Be an Opportunity Maker

Writer Kare Anderson spoke about the process to discover one's talents from her perspective as a shy person. She found the meaning of her life in helping other people use their own talents and passions. She invites her audience to think of the questions: “What kind of opportunity makers we might become?"

While being a trends reporter she had to have loads of contacts and she had to put herself in the reader's shoes to try to understand how different tendencies could affect their lives. In terms of those she defines as opportunity makers, she believes “they are people actively seeking situations with people unlike them.” Anderson believes opportunity makers are not outraged or insulted by differences, but they are fascinated by them.

Finally, she summarized three main traits of opportunity makers. The first one is that they become pattern seekers. The next is that they get involved in different worlds than their own. Finally, Anderson believes opportunity makers communicate to connect around hubs with people with shared interests.

Also read: WHAT IS BODYFULNESS ABOUT?

Embracing Otherness, Embracing Myself

The famous actress Thandiwe Newton gave a TED Talk about her otherness. Both her childhood as a multicultural kid and her work as an actress in which she impersonates different selves, have taken her to reflect on the concept of self, and if it is actually our real expression to the world or a projection based on other people's projections.

Newton felt like she never fit since she was five. With British-Zimbabwean roots, she was constantly told her color, hair and history weren't right, so her self became defined by what she calls “otherness.” This produced her anxiety, shame, and hopelessness. Now she defines race as an illegitimate concept humanity has created based on fear and ignorance.

When she discovered acting at 16 she felt at peace as her "dysfunctional self" plugged into another self. Newton says she thought that because she could feel others she had nothing of herself to feel. However, with time came respect, she stopped shaming that self and started living more from her essence.

She believes the solution is oneness, which means connections with the world and others. According to her, “We haven't figured out how to live in oneness with the earth and every other living thing, we've just been insanely trying to figure out how to live with each other. Only we are not living with each other, our crazy selves are living with each other and perpetuating an epidemic of disconnection.”

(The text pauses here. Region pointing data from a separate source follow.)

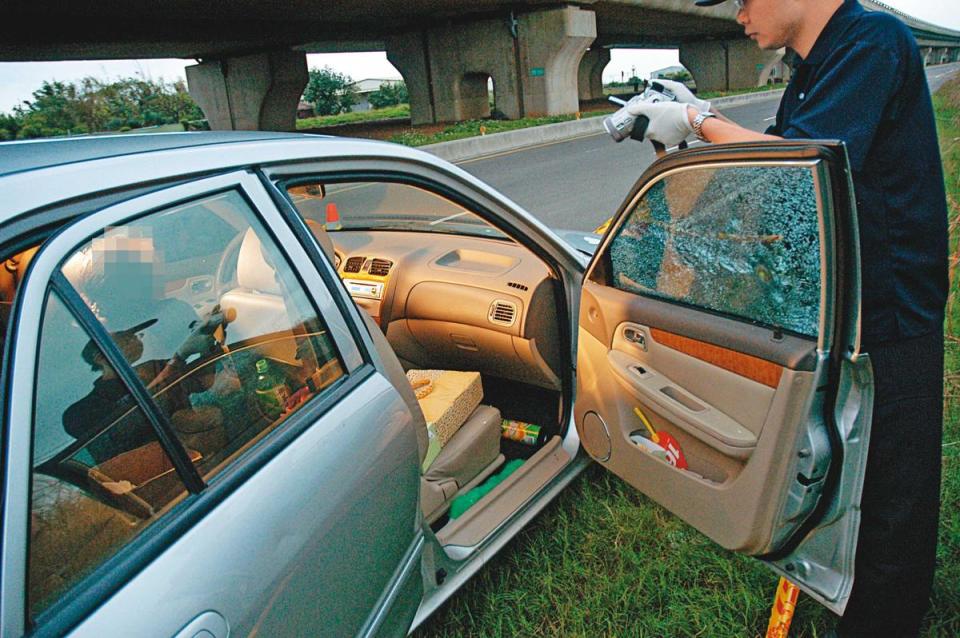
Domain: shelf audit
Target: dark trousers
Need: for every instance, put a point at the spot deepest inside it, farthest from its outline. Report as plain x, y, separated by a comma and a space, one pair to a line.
896, 553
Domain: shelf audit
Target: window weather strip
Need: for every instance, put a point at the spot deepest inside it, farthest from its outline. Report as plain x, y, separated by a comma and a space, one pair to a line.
161, 425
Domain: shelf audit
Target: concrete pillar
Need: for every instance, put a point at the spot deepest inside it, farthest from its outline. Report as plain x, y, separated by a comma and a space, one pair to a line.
551, 45
409, 54
445, 67
250, 92
728, 65
590, 75
533, 63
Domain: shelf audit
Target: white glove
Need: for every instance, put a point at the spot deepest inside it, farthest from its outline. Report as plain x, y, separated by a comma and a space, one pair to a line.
684, 94
669, 121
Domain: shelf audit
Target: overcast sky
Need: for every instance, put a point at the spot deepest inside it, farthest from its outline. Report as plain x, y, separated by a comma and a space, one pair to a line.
19, 79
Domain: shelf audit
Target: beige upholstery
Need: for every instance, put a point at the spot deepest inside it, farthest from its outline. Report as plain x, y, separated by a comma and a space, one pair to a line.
471, 449
258, 302
398, 378
472, 453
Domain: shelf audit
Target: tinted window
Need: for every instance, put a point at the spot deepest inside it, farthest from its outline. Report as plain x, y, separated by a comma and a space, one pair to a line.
225, 340
99, 474
385, 206
742, 241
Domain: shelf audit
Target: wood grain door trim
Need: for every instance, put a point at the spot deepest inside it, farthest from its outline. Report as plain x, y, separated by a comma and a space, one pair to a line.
745, 365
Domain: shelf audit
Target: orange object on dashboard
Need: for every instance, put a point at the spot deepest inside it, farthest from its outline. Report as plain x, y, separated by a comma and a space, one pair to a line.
333, 217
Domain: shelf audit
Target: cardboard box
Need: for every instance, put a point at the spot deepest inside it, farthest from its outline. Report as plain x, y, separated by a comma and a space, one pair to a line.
452, 399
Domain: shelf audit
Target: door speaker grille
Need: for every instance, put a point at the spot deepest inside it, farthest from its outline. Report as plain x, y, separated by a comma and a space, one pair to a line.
502, 312
353, 264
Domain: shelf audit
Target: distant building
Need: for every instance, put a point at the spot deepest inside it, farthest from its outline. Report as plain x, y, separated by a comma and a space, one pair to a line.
364, 88
304, 109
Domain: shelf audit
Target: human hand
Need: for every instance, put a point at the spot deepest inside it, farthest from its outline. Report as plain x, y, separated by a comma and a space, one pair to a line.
669, 121
684, 95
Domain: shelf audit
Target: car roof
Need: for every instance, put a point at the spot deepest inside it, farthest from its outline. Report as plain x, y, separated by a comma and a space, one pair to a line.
16, 157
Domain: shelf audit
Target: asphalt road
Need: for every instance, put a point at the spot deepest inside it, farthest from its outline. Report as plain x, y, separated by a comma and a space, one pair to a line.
578, 184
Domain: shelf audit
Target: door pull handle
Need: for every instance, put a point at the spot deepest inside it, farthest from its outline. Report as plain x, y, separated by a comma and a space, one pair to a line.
209, 624
636, 337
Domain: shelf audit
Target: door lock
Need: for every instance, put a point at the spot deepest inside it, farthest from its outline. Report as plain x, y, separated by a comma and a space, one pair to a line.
635, 337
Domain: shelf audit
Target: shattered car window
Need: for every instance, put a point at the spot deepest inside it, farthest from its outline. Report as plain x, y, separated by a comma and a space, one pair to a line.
741, 240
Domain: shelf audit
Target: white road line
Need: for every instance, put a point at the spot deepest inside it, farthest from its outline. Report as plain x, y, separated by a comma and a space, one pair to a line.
447, 218
694, 143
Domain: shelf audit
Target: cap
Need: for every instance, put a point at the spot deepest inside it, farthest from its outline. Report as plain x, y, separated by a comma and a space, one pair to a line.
91, 349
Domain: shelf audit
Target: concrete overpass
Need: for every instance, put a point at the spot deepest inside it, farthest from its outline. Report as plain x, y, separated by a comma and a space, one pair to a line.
542, 55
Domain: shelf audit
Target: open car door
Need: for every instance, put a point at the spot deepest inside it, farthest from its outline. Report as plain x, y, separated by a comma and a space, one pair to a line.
719, 369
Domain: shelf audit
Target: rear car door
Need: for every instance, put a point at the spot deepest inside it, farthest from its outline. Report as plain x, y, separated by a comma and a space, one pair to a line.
239, 464
718, 366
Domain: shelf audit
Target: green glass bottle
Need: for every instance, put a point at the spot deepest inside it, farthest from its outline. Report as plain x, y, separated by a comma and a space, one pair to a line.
272, 390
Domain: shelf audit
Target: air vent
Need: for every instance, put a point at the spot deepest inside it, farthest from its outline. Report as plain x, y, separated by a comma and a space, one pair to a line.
502, 312
353, 264
380, 267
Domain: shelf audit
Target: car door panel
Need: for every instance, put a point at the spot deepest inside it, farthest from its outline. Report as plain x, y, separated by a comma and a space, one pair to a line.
259, 559
722, 309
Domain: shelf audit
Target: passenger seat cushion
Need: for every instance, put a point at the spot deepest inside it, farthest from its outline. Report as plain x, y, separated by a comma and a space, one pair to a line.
474, 446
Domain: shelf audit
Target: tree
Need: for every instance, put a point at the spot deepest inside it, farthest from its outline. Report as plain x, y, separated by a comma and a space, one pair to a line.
329, 92
93, 105
9, 126
53, 111
389, 94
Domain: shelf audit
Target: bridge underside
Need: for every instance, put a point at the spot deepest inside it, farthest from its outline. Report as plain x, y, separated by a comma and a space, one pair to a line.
251, 54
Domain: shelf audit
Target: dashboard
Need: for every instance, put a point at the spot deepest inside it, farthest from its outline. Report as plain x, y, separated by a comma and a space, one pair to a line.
456, 302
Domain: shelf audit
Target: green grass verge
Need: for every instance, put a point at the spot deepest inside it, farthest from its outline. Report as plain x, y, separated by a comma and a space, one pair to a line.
389, 113
944, 619
471, 128
710, 95
603, 560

My Year Reading a Book From Every Country in the World

Ann Morgan found a massive "cultural blind spot" in her reading and felt shame. “I decided to prescribe myself an intensive course of global reading, I was a clueless literary xenophobe.” She started reading a book per country in a year but struggled to find translations and choose the books. Four days after asking for book recommendations she got a message from a woman in Kuala Lumpur who sent her a Malaysian and a Singaporean book.

This repeated, “It turns out if you want to read the world, if you want to encounter it with an open mind, the world will help you.” She even found Portuguese-speaking collaborators from around the world that translated a book from Sao Tome and Principe Island. This taught her about the strength in vulnerability “My not knowing and being open about my limitations brought together people on a creative project.”

She humbly reflects, “I don't want to suggest that it's at all possible to get a rounded picture of a country simply by reading one book. But cumulatively, the stories I read that year made me more alive than never before to the richness, diversity, and complexity of our remarkable planet.” Through her literary journey, she discovered the power books have to connect people across political, geographical, cultural, and religious divides. She aims to encourage editors to translate more texts from all around the world.